The NKJP_1M corpus
The NKJP_1M corpus is a manually annotated one million word subcorpus of the National Corpus of Polish (NKJP – Narodowy Korpus Języka Polskiego), composed of various text samples (see below). It is a corpus of contemporary Polish with texts published after the year 1945; it contains written, spoken and web communication. The corpus features lemmatisation, morphological annotation, and representative coverage of text categories.
Name | NKJP_1M | |
---|---|---|
Positions | Number of positions (tokens) | 1,215,513 |
Number of positions (excl. punctuation) | 992,014 | |
Number of word forms | 143,477 | |
Number of lemmas | 54,174 | |
Structures | Number of documents <doc> | 3,889 |
Number of paragraphs <p> | 18,484 | |
Number of sentences <s> | 85,663 | |
Further information | Reference corpus | YES |
Representative corpus | YES | |
Publication year | 2018 |
Text classification
The classification of NKJP_1M texts combines traditional criteria with a categorisation based on topic and genre. Genre categories (or types, in Polish corpus terminology) are often integrated with medium categories (or communication channels, in Polish corpus terminology), but formally, these two types of categorisation remain separate.

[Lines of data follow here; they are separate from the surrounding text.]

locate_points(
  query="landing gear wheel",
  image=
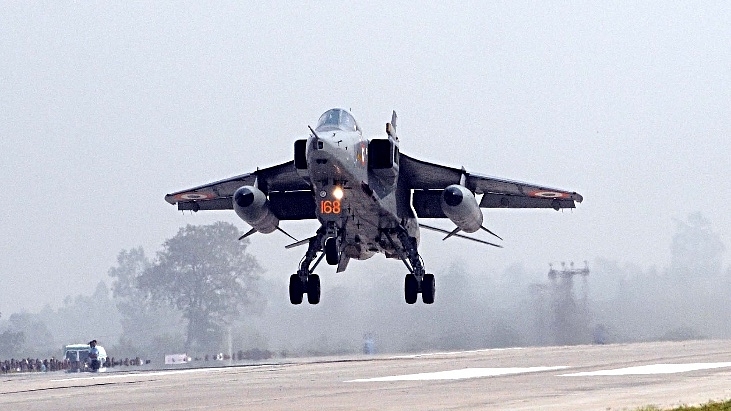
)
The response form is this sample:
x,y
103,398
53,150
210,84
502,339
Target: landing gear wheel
x,y
411,288
428,288
313,289
296,289
331,251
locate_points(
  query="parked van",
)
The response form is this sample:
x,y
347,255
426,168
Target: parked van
x,y
78,356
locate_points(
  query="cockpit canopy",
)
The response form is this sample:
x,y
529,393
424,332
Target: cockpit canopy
x,y
337,119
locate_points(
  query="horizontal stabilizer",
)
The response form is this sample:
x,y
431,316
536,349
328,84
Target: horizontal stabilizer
x,y
451,233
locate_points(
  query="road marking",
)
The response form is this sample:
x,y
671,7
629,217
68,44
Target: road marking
x,y
459,374
652,369
454,352
143,374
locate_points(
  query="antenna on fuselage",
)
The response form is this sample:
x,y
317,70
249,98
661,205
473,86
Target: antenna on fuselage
x,y
391,127
313,132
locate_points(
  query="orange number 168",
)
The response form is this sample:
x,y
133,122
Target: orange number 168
x,y
330,207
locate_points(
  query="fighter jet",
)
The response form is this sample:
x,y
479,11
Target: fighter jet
x,y
366,196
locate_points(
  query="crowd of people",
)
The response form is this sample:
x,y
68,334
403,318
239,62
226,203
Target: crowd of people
x,y
36,365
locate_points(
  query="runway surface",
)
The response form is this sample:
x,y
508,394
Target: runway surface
x,y
612,377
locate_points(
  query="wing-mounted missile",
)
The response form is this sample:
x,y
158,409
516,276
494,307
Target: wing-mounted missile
x,y
460,206
252,206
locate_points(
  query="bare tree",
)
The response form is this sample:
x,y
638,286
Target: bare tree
x,y
206,274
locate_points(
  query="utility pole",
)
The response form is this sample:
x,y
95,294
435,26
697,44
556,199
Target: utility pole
x,y
569,316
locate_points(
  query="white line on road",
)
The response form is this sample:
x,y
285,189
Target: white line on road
x,y
459,374
652,369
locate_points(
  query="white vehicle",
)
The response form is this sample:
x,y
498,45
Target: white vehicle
x,y
78,355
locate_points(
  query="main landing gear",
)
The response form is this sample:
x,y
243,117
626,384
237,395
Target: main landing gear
x,y
417,281
305,282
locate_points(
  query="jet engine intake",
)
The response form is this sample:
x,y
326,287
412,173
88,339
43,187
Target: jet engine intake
x,y
252,206
460,206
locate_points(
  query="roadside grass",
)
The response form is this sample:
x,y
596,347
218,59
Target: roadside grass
x,y
710,406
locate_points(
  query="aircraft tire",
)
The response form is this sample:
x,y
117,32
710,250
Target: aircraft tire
x,y
296,289
411,288
428,288
313,289
331,251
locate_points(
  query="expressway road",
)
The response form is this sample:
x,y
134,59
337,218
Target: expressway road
x,y
615,377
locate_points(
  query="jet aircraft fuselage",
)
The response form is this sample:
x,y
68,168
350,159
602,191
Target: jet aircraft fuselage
x,y
366,196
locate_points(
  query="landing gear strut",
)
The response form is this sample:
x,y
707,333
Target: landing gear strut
x,y
305,281
418,281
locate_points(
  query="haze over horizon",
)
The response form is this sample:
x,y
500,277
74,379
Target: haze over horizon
x,y
106,107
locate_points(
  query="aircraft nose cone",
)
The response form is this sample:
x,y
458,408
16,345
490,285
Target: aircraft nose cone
x,y
243,197
453,196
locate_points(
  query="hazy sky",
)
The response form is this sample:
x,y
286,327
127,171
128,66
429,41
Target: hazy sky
x,y
107,106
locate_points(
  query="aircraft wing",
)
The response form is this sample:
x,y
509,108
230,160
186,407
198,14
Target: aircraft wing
x,y
290,196
428,180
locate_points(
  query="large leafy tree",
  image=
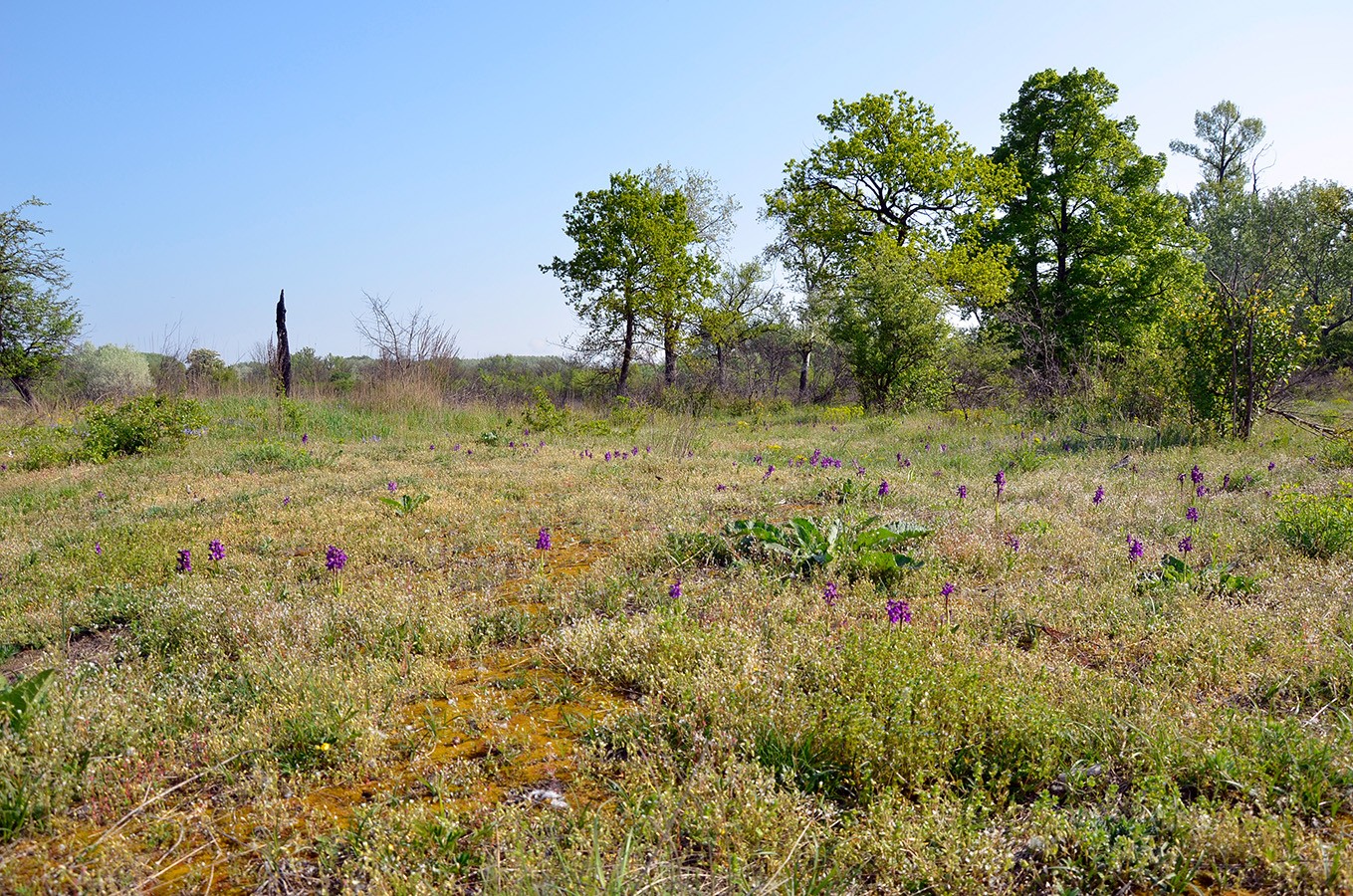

Communication layer | doc.genre | Category | Proportion |
---|---|---|---|
written | #typ_publ | journalism | 48.85% |
#typ_lit | fiction | 17.04% | |
#typ_fakt | non-fiction | 5.34% | |
#typ_inf-por | informative texts | 5.62% | |
#typ_urzed | legal texts | 2.97% | |
#typ_nd | popular science texts | 1.91% | |
#typ_nklas | non-fiction unclassified book | 1.00% | |
#typ_listy | correspondence | 0.04% | |
#typ_lit_poezja | poetry | 0.01% | |
spoken | #typ_qmow | quasi-spoken texts | 2.50% |
#typ_media | spoken media text | 2.07% | |
#typ_konwers | spoken conversational texts | 5.57% | |
web | #typ_net_interakt | interaction-based Internet texts | 5.18% |
#typ_net_nieinterakt | non-interaction-based Internet texts | 1.91% |
Positional annotation and tagging
Compared to typical corpora of Czech, NKJP_1M additionally has a positional attribute which is specific for Polish, the so-called flexeme. It is a category which further subdivides parts of speech into more specific lexeme classes. For instance, within nouns (subst), depreciative nouns (depr) form one of the flexeme subgroups; flexemes also distinguish between regular adjectives (adj), the first part of compound adjectives (adja, e.g. biało-czerwony, sportowo-rekreacyjny), post-prepositional adjectives (adjp, e.g. po polsku, od dawna), and predicative adjectives (adjc, e.g. jestem pewien, był wesół i zdrów); and there is a particularly fine-grained subcategorization of verbs (more than 10 different flexemes).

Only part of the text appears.